Investigation Techniques for Anemia

  1. Full Blood Count: basic screening tests for anemia.
  2. Targeted Hematinics: tests for relevant deficiencies (i.e., vitamin B12).
  3. Reticulocyte Count: measuring erythropoietic activity.
  4. Blood Smears: Morphological evaluation.
  5. Bone Marrow Study: for cases of suspected bone marrow production disorders.

Patient Management

  1. Dietary Adjustments appropriate for the anemia type, ensuring balanced nutrition and addressing side effects from therapies (such as iron absorption variables).
  2. Long-Term Monitoring: Regular follow-ups post anemia treatment, including CBC, iron profiles, and overall dietary habits, to ascertain the success of management strategies and to observe any remission in anemia.
  3. Comorbidity Evaluations, especially in chronic settings, to rule out other underlying or complicating factors.

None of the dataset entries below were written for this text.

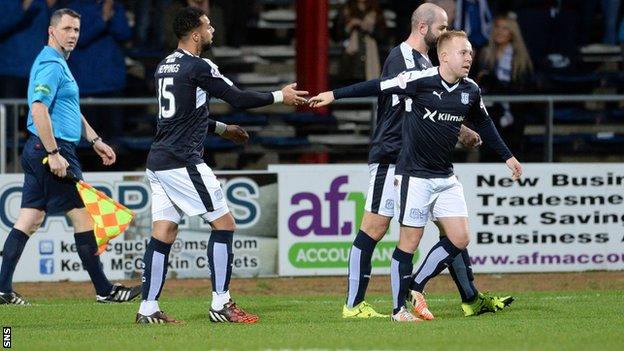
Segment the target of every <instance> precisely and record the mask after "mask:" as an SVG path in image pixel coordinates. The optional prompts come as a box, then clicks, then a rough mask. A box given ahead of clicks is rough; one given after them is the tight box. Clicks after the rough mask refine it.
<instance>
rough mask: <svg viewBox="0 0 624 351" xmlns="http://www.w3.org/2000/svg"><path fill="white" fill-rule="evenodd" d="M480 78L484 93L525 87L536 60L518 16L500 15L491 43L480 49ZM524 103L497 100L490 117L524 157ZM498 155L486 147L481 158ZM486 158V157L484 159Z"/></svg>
mask: <svg viewBox="0 0 624 351" xmlns="http://www.w3.org/2000/svg"><path fill="white" fill-rule="evenodd" d="M479 64H480V67H479V68H480V72H479V75H478V78H477V80H478V82H479V85H480V86H481V88H482V89H483V91H484V93H485V94H503V95H509V94H516V93H521V92H524V91H526V89H527V87H528V85H529V83H530V81H531V79H532V74H533V64H532V63H531V58H530V56H529V53H528V50H527V48H526V46H525V44H524V40H523V39H522V34H521V33H520V27H519V26H518V23H517V22H516V21H515V19H512V18H510V17H497V18H496V19H495V20H494V28H493V30H492V35H491V37H490V40H489V42H488V45H487V46H486V47H484V48H483V50H481V58H480V60H479ZM521 106H522V105H518V104H510V103H506V102H503V103H496V104H494V106H492V107H491V108H490V109H489V112H490V117H491V118H492V120H493V121H494V123H495V124H496V127H497V128H498V130H499V132H500V133H501V135H502V137H503V138H504V139H505V140H507V143H508V145H509V148H510V149H511V150H512V152H513V153H514V155H517V156H519V157H520V158H521V157H522V137H523V134H524V125H525V122H524V118H523V117H522V114H523V113H522V109H521ZM496 157H498V155H495V154H494V153H493V152H491V151H490V150H486V149H485V148H484V149H483V150H482V158H484V159H485V161H495V160H497V158H496ZM482 161H483V160H482Z"/></svg>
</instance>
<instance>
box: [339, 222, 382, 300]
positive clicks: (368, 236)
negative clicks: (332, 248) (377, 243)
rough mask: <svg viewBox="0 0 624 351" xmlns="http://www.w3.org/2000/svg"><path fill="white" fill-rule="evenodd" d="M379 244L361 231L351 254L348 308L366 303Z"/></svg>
mask: <svg viewBox="0 0 624 351" xmlns="http://www.w3.org/2000/svg"><path fill="white" fill-rule="evenodd" d="M376 245H377V242H376V241H375V240H374V239H373V238H371V237H370V236H368V235H367V234H366V233H364V232H363V231H362V230H360V231H359V232H358V234H357V236H356V237H355V240H354V241H353V246H352V247H351V252H350V253H349V285H348V286H349V287H348V291H347V302H346V304H347V307H349V308H353V306H357V305H358V304H359V303H361V302H362V301H364V295H366V288H367V287H368V282H369V280H370V274H371V259H372V256H373V251H374V250H375V246H376Z"/></svg>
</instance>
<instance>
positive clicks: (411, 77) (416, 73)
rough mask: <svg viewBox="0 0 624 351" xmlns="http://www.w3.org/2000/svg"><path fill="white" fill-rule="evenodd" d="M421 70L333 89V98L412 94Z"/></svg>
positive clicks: (414, 70)
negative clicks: (382, 78)
mask: <svg viewBox="0 0 624 351" xmlns="http://www.w3.org/2000/svg"><path fill="white" fill-rule="evenodd" d="M422 77H424V75H423V74H422V71H418V70H411V71H404V72H401V73H399V74H398V75H397V76H396V77H394V78H390V79H383V80H382V79H372V80H368V81H366V82H361V83H356V84H353V85H349V86H346V87H344V88H338V89H336V90H334V98H335V99H344V98H353V97H366V96H377V95H379V94H385V95H389V94H402V95H413V94H416V93H417V92H418V89H419V86H420V82H419V79H420V78H422Z"/></svg>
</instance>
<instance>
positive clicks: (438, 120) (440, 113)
mask: <svg viewBox="0 0 624 351" xmlns="http://www.w3.org/2000/svg"><path fill="white" fill-rule="evenodd" d="M435 118H437V119H438V121H448V122H460V123H461V122H463V121H464V118H465V117H464V116H455V115H452V114H450V113H446V112H440V113H438V110H434V111H431V110H429V109H428V108H426V107H425V114H424V115H423V119H430V120H431V122H435V121H436V120H435Z"/></svg>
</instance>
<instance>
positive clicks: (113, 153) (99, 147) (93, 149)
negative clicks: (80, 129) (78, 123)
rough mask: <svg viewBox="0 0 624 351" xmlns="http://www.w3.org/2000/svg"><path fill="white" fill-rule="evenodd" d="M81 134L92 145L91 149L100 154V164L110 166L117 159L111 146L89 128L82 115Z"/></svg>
mask: <svg viewBox="0 0 624 351" xmlns="http://www.w3.org/2000/svg"><path fill="white" fill-rule="evenodd" d="M82 136H83V137H84V138H85V139H87V141H88V142H89V143H91V145H92V146H93V150H94V151H95V153H97V154H98V156H100V158H101V159H102V164H103V165H105V166H110V165H112V164H113V163H115V161H116V160H117V155H115V151H114V150H113V148H111V147H110V146H108V144H106V143H105V142H103V141H102V138H100V137H99V136H98V135H97V133H96V132H95V130H93V128H91V125H90V124H89V122H87V119H86V118H85V117H84V116H82Z"/></svg>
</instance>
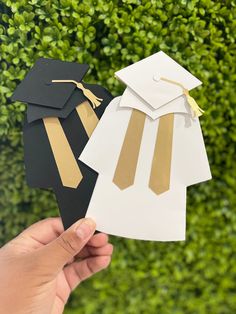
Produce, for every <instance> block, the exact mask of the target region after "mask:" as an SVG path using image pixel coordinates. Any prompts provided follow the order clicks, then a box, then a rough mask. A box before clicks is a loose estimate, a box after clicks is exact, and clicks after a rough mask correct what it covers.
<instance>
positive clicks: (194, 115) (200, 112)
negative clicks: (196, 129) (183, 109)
mask: <svg viewBox="0 0 236 314" xmlns="http://www.w3.org/2000/svg"><path fill="white" fill-rule="evenodd" d="M184 95H185V96H186V98H187V102H188V104H189V105H190V107H191V108H192V110H193V114H194V117H196V116H197V117H200V116H201V115H202V114H203V113H204V110H203V109H202V108H200V107H199V106H198V104H197V103H196V101H195V99H194V98H193V97H191V96H190V95H189V92H188V90H187V89H185V90H184Z"/></svg>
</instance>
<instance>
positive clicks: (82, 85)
mask: <svg viewBox="0 0 236 314" xmlns="http://www.w3.org/2000/svg"><path fill="white" fill-rule="evenodd" d="M52 83H74V84H75V85H76V87H78V88H79V89H81V90H82V92H83V94H84V96H85V97H86V98H87V99H88V100H89V101H90V102H91V104H92V106H93V109H95V108H96V107H98V106H100V104H101V102H102V101H103V99H102V98H98V97H97V96H96V95H94V93H93V92H91V90H90V89H87V88H85V87H84V86H83V84H82V83H79V82H76V81H74V80H52Z"/></svg>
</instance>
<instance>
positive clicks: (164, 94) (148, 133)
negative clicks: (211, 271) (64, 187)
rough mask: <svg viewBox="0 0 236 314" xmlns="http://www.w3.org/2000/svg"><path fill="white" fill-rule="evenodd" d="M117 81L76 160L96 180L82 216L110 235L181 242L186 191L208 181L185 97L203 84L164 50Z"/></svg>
mask: <svg viewBox="0 0 236 314" xmlns="http://www.w3.org/2000/svg"><path fill="white" fill-rule="evenodd" d="M116 77H117V78H118V79H119V80H121V81H122V82H123V83H125V84H126V89H125V91H124V93H123V95H122V96H120V97H116V98H115V99H113V100H112V101H111V102H110V104H109V105H108V107H107V109H106V110H105V113H104V115H103V117H102V118H101V120H100V123H99V124H98V126H97V127H96V129H95V131H94V132H93V134H92V136H91V138H90V140H89V142H88V143H87V145H86V146H85V148H84V150H83V152H82V154H81V155H80V157H79V159H80V160H81V161H83V162H84V163H85V164H87V165H88V166H89V167H91V168H92V169H94V170H95V171H96V172H98V174H99V175H98V179H97V183H96V186H95V189H94V192H93V195H92V198H91V200H90V204H89V208H88V211H87V214H86V215H87V216H89V217H92V218H94V219H95V220H96V222H97V229H98V230H100V231H103V232H107V233H109V234H113V235H118V236H123V237H128V238H133V239H142V240H155V241H179V240H185V229H186V226H185V224H186V222H185V221H186V190H187V187H188V186H190V185H192V184H196V183H199V182H202V181H206V180H209V179H210V178H211V172H210V168H209V164H208V159H207V155H206V150H205V145H204V141H203V136H202V132H201V127H200V123H199V118H198V117H199V116H201V115H202V113H203V110H202V109H201V108H200V107H199V106H198V104H197V102H196V101H195V100H194V99H193V98H192V97H191V96H190V94H189V91H190V90H191V89H193V88H195V87H198V86H199V85H200V84H201V81H199V80H198V79H197V78H196V77H194V76H193V75H192V74H191V73H189V72H188V71H187V70H185V69H184V68H183V67H182V66H180V65H179V64H178V63H177V62H175V61H174V60H173V59H171V58H170V57H169V56H167V55H166V54H165V53H164V52H162V51H160V52H158V53H156V54H154V55H152V56H150V57H148V58H146V59H143V60H141V61H139V62H137V63H135V64H132V65H130V66H128V67H126V68H124V69H122V70H120V71H118V72H116Z"/></svg>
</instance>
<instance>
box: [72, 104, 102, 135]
mask: <svg viewBox="0 0 236 314" xmlns="http://www.w3.org/2000/svg"><path fill="white" fill-rule="evenodd" d="M76 111H77V113H78V115H79V117H80V120H81V122H82V124H83V127H84V129H85V131H86V133H87V135H88V137H90V136H91V135H92V133H93V131H94V129H95V128H96V126H97V124H98V121H99V120H98V117H97V115H96V113H95V112H94V110H93V108H92V107H91V106H90V104H89V102H88V101H85V102H83V103H82V104H80V105H78V106H77V107H76Z"/></svg>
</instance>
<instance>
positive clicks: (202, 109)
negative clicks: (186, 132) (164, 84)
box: [160, 77, 204, 117]
mask: <svg viewBox="0 0 236 314" xmlns="http://www.w3.org/2000/svg"><path fill="white" fill-rule="evenodd" d="M160 80H163V81H166V82H168V83H171V84H175V85H178V86H180V87H181V88H182V89H183V93H184V95H185V96H186V99H187V102H188V104H189V106H190V107H191V109H192V115H193V117H200V116H201V115H202V114H203V113H204V110H203V109H202V108H200V107H199V106H198V104H197V103H196V101H195V99H194V98H193V97H191V96H190V95H189V91H188V90H187V89H186V88H185V87H184V86H183V85H182V84H181V83H179V82H176V81H173V80H169V79H167V78H165V77H161V78H160Z"/></svg>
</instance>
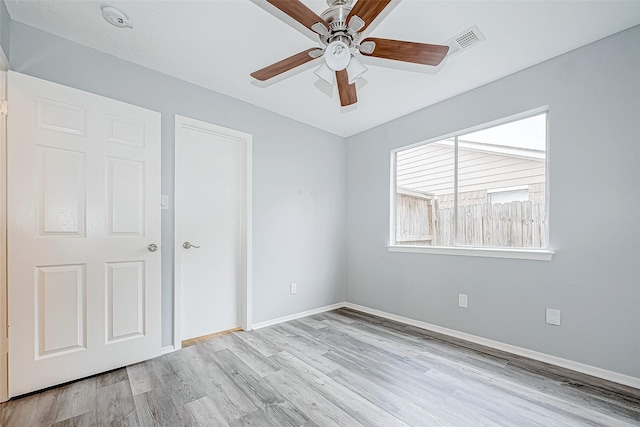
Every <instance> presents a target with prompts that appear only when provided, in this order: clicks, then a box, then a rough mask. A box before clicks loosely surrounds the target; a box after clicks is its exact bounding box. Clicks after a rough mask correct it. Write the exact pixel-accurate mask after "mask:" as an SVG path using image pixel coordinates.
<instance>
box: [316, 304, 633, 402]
mask: <svg viewBox="0 0 640 427" xmlns="http://www.w3.org/2000/svg"><path fill="white" fill-rule="evenodd" d="M342 307H347V308H352V309H354V310H357V311H362V312H364V313H368V314H373V315H374V316H379V317H383V318H385V319H389V320H395V321H396V322H401V323H405V324H407V325H411V326H417V327H418V328H422V329H427V330H429V331H433V332H437V333H440V334H443V335H448V336H450V337H454V338H459V339H462V340H465V341H469V342H472V343H475V344H480V345H484V346H486V347H491V348H494V349H496V350H502V351H505V352H507V353H511V354H515V355H518V356H523V357H528V358H529V359H533V360H537V361H540V362H544V363H548V364H550V365H555V366H559V367H561V368H566V369H571V370H572V371H576V372H581V373H583V374H587V375H591V376H593V377H597V378H602V379H604V380H607V381H612V382H615V383H618V384H623V385H626V386H629V387H634V388H637V389H640V378H636V377H631V376H629V375H624V374H620V373H618V372H613V371H608V370H606V369H601V368H596V367H595V366H590V365H585V364H583V363H578V362H574V361H572V360H567V359H562V358H560V357H556V356H551V355H549V354H545V353H539V352H537V351H533V350H529V349H526V348H522V347H517V346H515V345H511V344H505V343H502V342H500V341H494V340H490V339H487V338H482V337H479V336H476V335H471V334H467V333H465V332H460V331H456V330H455V329H449V328H444V327H442V326H438V325H432V324H430V323H426V322H421V321H419V320H414V319H410V318H408V317H403V316H398V315H396V314H391V313H387V312H385V311H380V310H376V309H373V308H369V307H365V306H362V305H358V304H352V303H350V302H346V303H344V304H342ZM323 311H326V310H323Z"/></svg>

Chapter 4: Diabetes Management

Overview of Diabetes

Diabetes mellitus is a chronic condition characterized by hyperglycemia due to insufficient insulin production and/or insulin resistance.

Types of Diabetes
  1. Type 1 Diabetes: Result of autoimmunity against pancreatic β-cells, leading to insulin deficiency.
  2. Type 2 Diabetes: Associated with lifestyle factors and resulting in both insulin resistance and inadequate insulin secretion.
  3. Gestational Diabetes: Defined by glucose intolerance during pregnancy.
  4. Other Specified Types: Including MODY and secondary due to other conditions or medications.
Pathophysiology
  • Insufficient production leads to high levels of circulating glucose, causing metabolic and vascular complications.
Common Symptoms of Diabetes
  • Polyuria, polydipsia, weight loss (especially in type 1), fatigue, blurred vision, increased infections.
Diagnosis
  • Use of HbA1c > 6.5%, random glucose tests, or fasting glucose levels > 126 mg/dL to confirm diabetes.
Management Goals
  • Strict blood glucose control to prevent complications, often through lifestyle changes (diet and exercise), pharmacological intervention (metformin as a gold standard for Type 2).
Pharmacotherapy

When lifestyle changes are inadequate, the following therapeutic options are available:

  • Biguanides (e.g., Metformin): Inhibits hepatic glucose production and increases peripheral sensitivity.
  • Sulfonylureas: Stimulate insulin secretion from the pancreas.
  • DPP4 Inhibitors and GLP-1 Agonists: Enhance incretin effect to increase insulin secretion and decrease glucagon levels.
  • SGLT2 Inhibitors: Increase renal glucose excretion, facilitating weight loss.
Monitoring

Regular monitoring of HbA1c, finger-stick glucose levels, and assessment of complications. Patients on high-risk medications (antidiabetics) should be monitored for hypoglycemia, especially in the context of organ failure.

Patient Education

Include dietary and lifestyle counseling, focusing on tailored individual plans to engage patients to promote adherence to management strategies. Regular follow-ups to reinforce education and assess perspective health goals.

Long-Term Management
  • Comprehensive screening for complications should be part of the care plan, including foot exams, eye exams, and microalbuminuria screening annually.

This guide encompasses essential aspects of clinical pharmacy aligned with the notes provided by Dr. Mohammed Ali Alobaidy on anemia and diabetes management. Each section is revised to provide clarity and detail.